The coin analogy is great. So if I translate this into a statement that means that the probability of ANY matching sequence is 1/128, but the probability of four or more heads in the matched sequence is 0.50x1/128

rado_kotorov · Jan 10, 2011, 03:20 PM

The coin analogy is great. So if I translate this into a statement that means that the probability of ANY matching sequence is 1/128, but the probability of four or more heads in the matched sequence is 0.50x1/128

ebaines · Jan 10, 2011, 03:26 PM

Not quite.
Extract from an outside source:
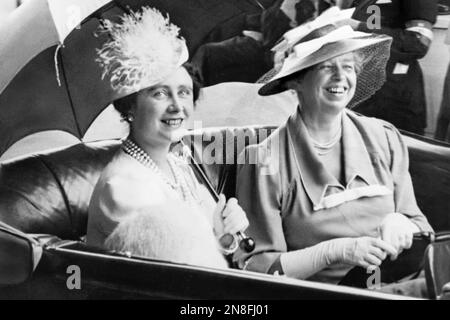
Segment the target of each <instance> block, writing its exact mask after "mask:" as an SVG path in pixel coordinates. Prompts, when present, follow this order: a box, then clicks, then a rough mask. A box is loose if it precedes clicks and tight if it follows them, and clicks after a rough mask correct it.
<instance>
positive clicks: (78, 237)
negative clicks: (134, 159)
mask: <svg viewBox="0 0 450 320" xmlns="http://www.w3.org/2000/svg"><path fill="white" fill-rule="evenodd" d="M274 129H275V128H274V127H243V128H213V129H207V130H203V131H201V132H197V133H195V134H191V135H189V136H187V137H185V139H184V141H185V143H186V144H187V145H188V146H189V147H190V148H191V151H192V152H193V154H194V155H195V157H196V159H197V160H199V162H201V163H202V164H201V167H202V169H203V170H204V171H205V172H206V174H207V176H208V177H209V179H210V181H211V182H212V184H213V186H214V187H215V188H216V189H217V190H223V192H224V193H225V194H226V195H227V196H233V195H234V192H235V182H236V165H235V163H236V159H237V156H238V154H239V153H240V152H241V151H242V150H243V148H244V146H245V145H248V144H253V143H258V142H260V141H262V140H263V139H265V138H266V137H267V136H268V135H269V134H270V133H271V132H272V131H273V130H274ZM406 141H407V143H408V145H409V148H410V158H411V159H410V160H411V164H410V170H411V174H412V177H413V182H414V186H415V190H416V195H417V198H418V202H419V206H420V207H421V209H422V210H423V211H424V213H425V214H426V215H427V216H428V218H429V220H430V222H431V224H432V225H433V227H434V228H435V229H436V230H444V229H447V230H449V229H450V203H449V201H448V200H447V199H448V198H449V196H450V149H449V148H448V147H446V146H440V145H439V144H437V143H435V142H433V141H431V140H426V141H425V142H423V141H419V140H417V139H414V138H408V139H407V140H406ZM118 148H119V141H117V140H109V141H100V142H92V143H80V144H78V145H75V146H72V147H68V148H64V149H60V150H57V151H49V152H43V153H39V154H34V155H30V156H26V157H21V158H17V159H14V160H11V161H8V162H4V163H2V164H1V167H0V221H3V222H5V223H7V224H9V225H11V226H13V227H15V228H18V229H20V230H22V231H23V232H26V233H44V234H51V235H56V236H58V237H60V238H61V239H74V240H76V239H80V237H82V236H83V235H85V233H86V225H87V209H88V205H89V200H90V197H91V193H92V191H93V188H94V186H95V184H96V182H97V180H98V178H99V176H100V173H101V171H102V169H103V168H104V167H105V165H106V164H107V163H108V162H109V161H110V159H111V158H112V156H113V155H114V153H115V152H116V151H117V150H118ZM213 162H214V163H213Z"/></svg>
Yes, the probabilty of an exactly matching sequence is 1/128. But the probability of getting 4 or more to match (in seqence) is:

[C(7,4) + C(7,5) + C(7,6) + C(7,7)]*(1/2)^7 = (35+21+7+1)*1/128 = 64/128 = 1/2.

rado_kotorov · Jan 10, 2011, 03:36 PM

Here is where it is confusing. There are indeed 64 sequences of 4 or more head flips/ Yes answers. But each user will independently select one. So you may think of it as all combinations being tossed in a hat and user selecting one.

The formula I sent you estimates the success of n trials out of k possibilities. p^n * (1 - p)^7-n. Which is analogous to coin flip.

ebaines · Jan 10, 2011, 03:46 PM

Sorry, I'm not following you. The formula you sent previously in post #3 was 4/7 x 3/6 x 2/5 x 1/4 which equals 1/35. That is not the probaility of 4 matches out of 7 binary choices. Instead, that's the probability of matching 4 cards drawn from a deck of 7 without replacement - a different kind of problem entirely. And in post #8 you suggested an answer of 1/2 x 1/128, or 1/256, which is not correct either.

rado_kotorov · Jan 10, 2011, 04:01 PM

Apologies for the confusion. You have been very patient. I understand very well your statement that the probability two people to draw exactly the same sequence is 1/128. I also understand that the probability of two people selecting 4 or more "Yes" answers is 50 percent. That is still 64 possible sequences. So it seems to me that each respondent may answer in 64 different possible ways. This is where I am confused.

[C(7,4) + C(7,5) + C(7,6) + C(7,7)]*(1/2)^7 = (35+21+7+1)*1/128 = 64/128 = 1/2.

Unknown008 · Jan 10, 2011, 11:19 PM

Yes,

35 ways to get 4 'correct' answers, 21 ways to get 5 'correct' answers, 7 ways to get 6 'correct' answers and 1 way to get all 'correct' answers.

Hence, 64 ways to get 4 or more 'correct' answers.

That is to say, if I understood your confusion well.